Abbiamo voluto approfondire la nonviolenza come un altro modo “di stare al mondo”, attraverso teorie, ma soprattutto esempi e pratiche nei rapporti di convivenza sociali a tutti i livelli, nelle religioni e nelle relazioni interpersonali, per offrire una risposta alla comune affermazione che “tutti siamo per la pace, ma le guerre sono sempre esistite e sempre esisteranno” e per poter superare, quindi, quell’idea di pace, che dai tempi antichi sorprendeva Tacito “ubi solitudinem faciunt, pacem appellant” (“dove fanno il deserto, lo chiamano pace”), che, inevitabilmente segue, ma al caro prezzo di morti, devastazioni, distruzioni che generano, anche nelle generazioni future, odio, vendetta e ancora guerra e morte. La domanda che ci siamo posti è che cosa sia la nonviolenza, quali manifestazioni ha avuto e quali risultati ha ottenuto nei conflitti tra gli esseri umani nei diversi periodi della storia. La nonviolenza (individuale e/o collettiva) richiede di sfatare che sia arrendevolezza, speranza senza proposte, testimonianza individuale: è invece tutto il contrario. È una modalità propositiva di soluzione dei conflitti, che comporta pratiche attive collettive, anche di lotta per i diritti, per la giustizia, per un nuovo ordinamento mondiale, nel continuo confronto con l’altro/a chiunque esso sia perché la nonviolenza non mira a vincere, ma piuttosto a convincere.

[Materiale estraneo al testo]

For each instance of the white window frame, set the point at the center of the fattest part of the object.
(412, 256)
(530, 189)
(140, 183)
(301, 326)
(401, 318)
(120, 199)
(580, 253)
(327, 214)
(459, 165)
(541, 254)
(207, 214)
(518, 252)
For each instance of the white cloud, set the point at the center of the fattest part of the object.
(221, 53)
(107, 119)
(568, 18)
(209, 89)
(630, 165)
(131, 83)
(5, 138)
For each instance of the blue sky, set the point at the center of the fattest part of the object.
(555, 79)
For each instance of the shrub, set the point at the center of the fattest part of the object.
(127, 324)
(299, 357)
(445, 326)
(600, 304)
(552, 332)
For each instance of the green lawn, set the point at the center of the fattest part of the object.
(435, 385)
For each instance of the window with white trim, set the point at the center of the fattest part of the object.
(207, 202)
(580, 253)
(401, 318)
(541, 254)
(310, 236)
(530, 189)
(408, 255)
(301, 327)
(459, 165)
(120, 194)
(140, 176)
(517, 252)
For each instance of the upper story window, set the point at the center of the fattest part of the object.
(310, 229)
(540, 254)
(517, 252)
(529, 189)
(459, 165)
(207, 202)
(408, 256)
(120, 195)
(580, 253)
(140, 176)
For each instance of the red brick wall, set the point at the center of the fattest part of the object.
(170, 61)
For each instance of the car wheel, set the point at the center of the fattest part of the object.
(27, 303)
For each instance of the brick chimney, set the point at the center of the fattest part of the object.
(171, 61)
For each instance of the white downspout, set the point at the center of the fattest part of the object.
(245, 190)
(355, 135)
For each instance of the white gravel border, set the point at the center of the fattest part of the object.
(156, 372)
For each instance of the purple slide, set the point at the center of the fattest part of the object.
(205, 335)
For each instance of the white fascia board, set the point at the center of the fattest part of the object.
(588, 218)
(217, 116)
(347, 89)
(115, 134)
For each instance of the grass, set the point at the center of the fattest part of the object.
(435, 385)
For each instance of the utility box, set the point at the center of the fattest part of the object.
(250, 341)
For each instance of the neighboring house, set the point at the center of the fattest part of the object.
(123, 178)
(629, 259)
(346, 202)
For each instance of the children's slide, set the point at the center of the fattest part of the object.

Anche nell’ambito delle religioni gli interessanti contributi offerti raccontano come la via della nonviolenza sia stata formulata e praticata in modi diversi: “l’insegnamento della teologia oggi è chiamato a porre attenzione al disarmo degli spiriti e dei cuori, al superamento dei nazionalismi e delle contrapposizioni tra i popoli, alla condanna di ogni tentativo religioso di giustificare la guerra, al superamento dei neo costantinismi, alla crisi ecologica umana in atto con la sistematica distruzione dell’ambiente e della fraternità”2.
Nelson Mandela, appena uscito dal carcere disse: "love, for the human heart is more natural hatred" ("l'amore, per il cuore umano, è più naturale dell'odio") e noi speriamo sia vero.
Note
1) "Politiche della nonviolenza” in Agire la nonviolenza, camminare, ascoltare, disobbedire, a cura di Giulietta Raccanelli, Comune di Venezia, Centro Pace 2002, pag. 39.